I love all invertebrates, reptiles and especially birds. Mammals aren't so much a thing of mine although I still like spending time with them and studying them. I rescued a zebra spider from someone who had had him thrown onto their shoulder by a passing group of Non Educated Delinquents (neds). He's very friendly. I also have just started collecting and pinning dead bugs, in the past I used to have a lot of pets although since becoming a student it's a lot more difficult to keep the bigger animals.

I have come here to learn more about my favourite insects the mantids: when I have graduated I'd love to have more but Wangi? is my first mantid that I have kept myself. Certainly my children will have them rather than goldfish or hamsters, I think they are excellent pets for kids because they are so active and interesting. Every time there is a particularly interested child in the museum I take them to Pete and show them him eating a cricket. They always find it pretty amazing and surprising that an insect can be so fast...!


----------



## ismart (Dec 2, 2009)

Welcome to the forum!  Great story!


----------



## Katnapper (Dec 2, 2009)

Hi Maria and welcome to the forum...




glad to have you here! Thanks for giving us a nice glimpse into your interests and work; I enjoyed it! I'm sure you'll fit right in here and learn lots about mantids. Again, welcome!


----------



## cloud jaguar (Dec 2, 2009)

Welcome Maria from California. I sure enjoyed your story. I am sure you will find that this is a great forum with some very interesting folk. I also like the word "neds" you used - i have also heard of "yobs" - any other cool local words like those I could intorduce to my vocabulary?

~Arkanis


----------



## revmdn (Dec 2, 2009)

Welcome.


----------



## Rick (Dec 2, 2009)

Welcome


----------



## PhilinYuma (Dec 2, 2009)

Welcome from Yuma, Arizona, Maria! Great story.
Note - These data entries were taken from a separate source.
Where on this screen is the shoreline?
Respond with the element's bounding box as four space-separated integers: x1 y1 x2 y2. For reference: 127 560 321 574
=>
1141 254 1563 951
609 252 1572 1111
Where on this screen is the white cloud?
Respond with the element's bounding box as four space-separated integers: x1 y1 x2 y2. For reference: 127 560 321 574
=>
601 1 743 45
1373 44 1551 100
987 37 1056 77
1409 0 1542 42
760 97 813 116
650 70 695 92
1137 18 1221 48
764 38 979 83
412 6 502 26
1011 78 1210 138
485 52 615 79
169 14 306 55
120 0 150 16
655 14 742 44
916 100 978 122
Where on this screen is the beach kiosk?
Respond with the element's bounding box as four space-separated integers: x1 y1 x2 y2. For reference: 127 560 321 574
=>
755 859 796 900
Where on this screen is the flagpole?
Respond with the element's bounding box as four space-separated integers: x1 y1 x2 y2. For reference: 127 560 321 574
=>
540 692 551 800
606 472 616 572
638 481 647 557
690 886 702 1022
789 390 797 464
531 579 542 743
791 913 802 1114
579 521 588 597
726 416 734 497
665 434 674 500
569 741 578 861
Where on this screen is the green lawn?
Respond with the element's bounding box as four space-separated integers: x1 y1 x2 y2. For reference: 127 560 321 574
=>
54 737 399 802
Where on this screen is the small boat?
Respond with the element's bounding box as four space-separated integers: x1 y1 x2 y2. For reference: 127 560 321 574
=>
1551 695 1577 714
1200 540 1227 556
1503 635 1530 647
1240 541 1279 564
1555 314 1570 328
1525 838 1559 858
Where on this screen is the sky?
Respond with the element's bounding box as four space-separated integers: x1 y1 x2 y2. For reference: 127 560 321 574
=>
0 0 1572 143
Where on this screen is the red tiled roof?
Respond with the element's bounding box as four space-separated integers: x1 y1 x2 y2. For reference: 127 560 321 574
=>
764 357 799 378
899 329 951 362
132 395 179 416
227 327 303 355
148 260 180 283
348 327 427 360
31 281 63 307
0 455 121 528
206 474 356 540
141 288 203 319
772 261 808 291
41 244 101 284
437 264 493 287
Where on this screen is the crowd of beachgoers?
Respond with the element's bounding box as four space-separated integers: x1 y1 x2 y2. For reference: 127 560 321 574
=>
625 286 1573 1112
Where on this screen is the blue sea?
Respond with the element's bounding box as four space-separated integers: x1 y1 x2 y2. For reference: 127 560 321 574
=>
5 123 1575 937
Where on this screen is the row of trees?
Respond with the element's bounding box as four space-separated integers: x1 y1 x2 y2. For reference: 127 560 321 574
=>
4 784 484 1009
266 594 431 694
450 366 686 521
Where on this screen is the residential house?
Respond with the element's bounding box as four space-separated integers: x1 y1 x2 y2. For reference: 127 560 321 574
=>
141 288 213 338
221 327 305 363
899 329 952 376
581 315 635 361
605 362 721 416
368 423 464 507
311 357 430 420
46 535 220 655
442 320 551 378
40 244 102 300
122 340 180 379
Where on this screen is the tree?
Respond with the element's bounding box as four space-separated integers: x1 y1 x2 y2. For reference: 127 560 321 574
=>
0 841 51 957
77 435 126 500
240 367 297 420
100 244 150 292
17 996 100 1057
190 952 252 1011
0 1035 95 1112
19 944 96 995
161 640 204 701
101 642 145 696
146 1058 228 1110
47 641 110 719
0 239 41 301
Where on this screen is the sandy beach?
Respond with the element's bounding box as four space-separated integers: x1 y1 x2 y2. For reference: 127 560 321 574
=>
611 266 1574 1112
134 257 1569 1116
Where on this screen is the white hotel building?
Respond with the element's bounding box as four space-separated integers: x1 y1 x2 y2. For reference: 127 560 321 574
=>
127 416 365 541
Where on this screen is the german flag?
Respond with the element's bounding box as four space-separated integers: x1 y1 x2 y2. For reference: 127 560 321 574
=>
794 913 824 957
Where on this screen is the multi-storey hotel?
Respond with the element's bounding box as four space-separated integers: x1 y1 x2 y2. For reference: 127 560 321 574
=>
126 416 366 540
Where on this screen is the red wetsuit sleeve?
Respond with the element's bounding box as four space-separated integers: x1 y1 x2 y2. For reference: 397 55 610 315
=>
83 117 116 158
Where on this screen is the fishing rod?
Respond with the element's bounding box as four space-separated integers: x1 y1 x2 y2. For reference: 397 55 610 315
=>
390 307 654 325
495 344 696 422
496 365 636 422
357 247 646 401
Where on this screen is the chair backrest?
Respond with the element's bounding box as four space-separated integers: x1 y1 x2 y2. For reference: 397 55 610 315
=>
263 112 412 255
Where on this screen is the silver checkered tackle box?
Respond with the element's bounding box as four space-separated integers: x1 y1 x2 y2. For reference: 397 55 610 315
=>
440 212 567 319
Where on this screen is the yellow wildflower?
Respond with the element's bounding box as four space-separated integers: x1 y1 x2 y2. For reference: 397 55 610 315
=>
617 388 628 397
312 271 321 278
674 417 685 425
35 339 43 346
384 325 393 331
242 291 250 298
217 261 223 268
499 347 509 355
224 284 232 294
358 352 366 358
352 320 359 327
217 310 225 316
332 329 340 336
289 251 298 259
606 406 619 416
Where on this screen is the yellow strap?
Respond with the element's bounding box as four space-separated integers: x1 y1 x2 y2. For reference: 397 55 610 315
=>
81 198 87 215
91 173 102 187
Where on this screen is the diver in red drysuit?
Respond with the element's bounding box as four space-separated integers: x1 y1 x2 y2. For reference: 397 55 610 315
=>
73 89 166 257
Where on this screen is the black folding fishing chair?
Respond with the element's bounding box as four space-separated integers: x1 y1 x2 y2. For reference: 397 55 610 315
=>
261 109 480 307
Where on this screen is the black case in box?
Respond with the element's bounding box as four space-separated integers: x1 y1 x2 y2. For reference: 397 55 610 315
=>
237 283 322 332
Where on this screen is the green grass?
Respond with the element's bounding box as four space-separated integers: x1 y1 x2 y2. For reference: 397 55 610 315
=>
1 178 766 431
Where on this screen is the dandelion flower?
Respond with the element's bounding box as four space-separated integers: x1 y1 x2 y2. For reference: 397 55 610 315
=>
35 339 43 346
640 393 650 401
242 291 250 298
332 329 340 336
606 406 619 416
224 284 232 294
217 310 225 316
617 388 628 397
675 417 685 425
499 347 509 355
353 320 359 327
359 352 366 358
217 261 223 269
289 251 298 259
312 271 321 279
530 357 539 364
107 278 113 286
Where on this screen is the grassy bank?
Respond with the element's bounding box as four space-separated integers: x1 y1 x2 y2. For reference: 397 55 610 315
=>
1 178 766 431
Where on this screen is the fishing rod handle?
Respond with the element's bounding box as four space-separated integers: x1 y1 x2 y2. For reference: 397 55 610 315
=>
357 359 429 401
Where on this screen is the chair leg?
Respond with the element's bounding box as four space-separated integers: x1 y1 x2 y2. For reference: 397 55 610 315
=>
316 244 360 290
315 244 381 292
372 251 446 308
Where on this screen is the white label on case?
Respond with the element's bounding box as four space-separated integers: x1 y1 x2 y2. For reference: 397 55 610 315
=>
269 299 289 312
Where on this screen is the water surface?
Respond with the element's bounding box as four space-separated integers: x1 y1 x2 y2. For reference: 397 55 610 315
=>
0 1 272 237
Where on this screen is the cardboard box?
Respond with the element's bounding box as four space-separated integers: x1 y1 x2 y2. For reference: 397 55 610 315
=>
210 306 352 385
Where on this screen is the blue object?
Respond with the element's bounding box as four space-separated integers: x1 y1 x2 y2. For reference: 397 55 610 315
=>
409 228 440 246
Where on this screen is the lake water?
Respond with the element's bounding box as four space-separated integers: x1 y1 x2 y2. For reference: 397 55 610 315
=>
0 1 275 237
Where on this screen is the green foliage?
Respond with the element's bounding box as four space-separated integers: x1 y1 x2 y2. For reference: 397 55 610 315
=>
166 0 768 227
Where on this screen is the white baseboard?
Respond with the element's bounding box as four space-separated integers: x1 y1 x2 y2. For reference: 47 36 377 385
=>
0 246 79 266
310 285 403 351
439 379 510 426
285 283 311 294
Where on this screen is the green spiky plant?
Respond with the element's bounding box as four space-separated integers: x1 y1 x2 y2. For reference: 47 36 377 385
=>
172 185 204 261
Have you joined the Amateur Entomological society, yet?

(Arkanis: You can try "gobshite", but be careful who you use it on!).


----------



## [email protected] (Dec 2, 2009)

Welcome to the forum from Florida.


----------



## hibiscusmile (Dec 2, 2009)

Welcome mantis lover,,,, from OHIO!


----------



## wangi (Dec 3, 2009)

hibiscusmile said:


> Welcome mantis lover,,,, from OHIO!


Thanks everyone! I'm glad you liked it, it was a wee bit long but then I do spend about two thirds of my life explaining. I caught Wangi? in the middle of his shed today (It may not be a male, I can't tell yet - but it's easier to say it's a he). I looked at him and thought, that's not Wangi? - it's far too big and pale. And why are there two of them? Then I realised I had seen him shedding for the first time (he has shed before but I've never caught him at it). He's also very pale like Wee Thomas. I guess mantids in the museum change their colour when they shed to become lighter. He has been almost black so far. Or perhaps it's just that he's getting lighter with age. He has certainly grown in size since his last instar.

Arkanis, there are some brilliant slang words out there. Yobbos or yobs is my mam's favourite, but when I was growing up it was townies. The most recent in England has been chavs (Council House And Violent - I think that's very snobby and stereotyping those who live in council houses though!). In Scotland it's Neds and mingers. You may also refer to them as the Billabong Brigade or the ASBOs (Anti-Social Behaviour Order - we have them in the UK as a sort of qualification for delinquents). Of course it's very easy to stereotype certain people, neds especially, but appearances can be deceiving an it's easy to judge the people who you don't know. However I have no respect for someone who thinks it's brilliant to throw a poor little spider onto some unexpecting chap's shoulder.

PhilinYuma, I haven't joined the Amateur Entomological Society yet - neither have I heard of it. It sounds good though, maybe I will join.

Yet another long sprawling post from me. Learning awaits!

Maria


----------



## mantisfart2 (Dec 3, 2009)

Hi Maria and welcome from wigan, UK


----------



## -MK- (Dec 18, 2009)

Haha - I was scrolling down, waiting to see how long after "ned" the word "chav" would appear. :lol:


----------



## PhilinYuma (Dec 18, 2009)

-MK- said:


> Haha - I was scrolling down, waiting to see how long after "ned" the word "chav" would appear. :lol:


And after that, "Bogan", I guess, or "chigga" in Tasmania, or "Westy" in Sydney or, or....


----------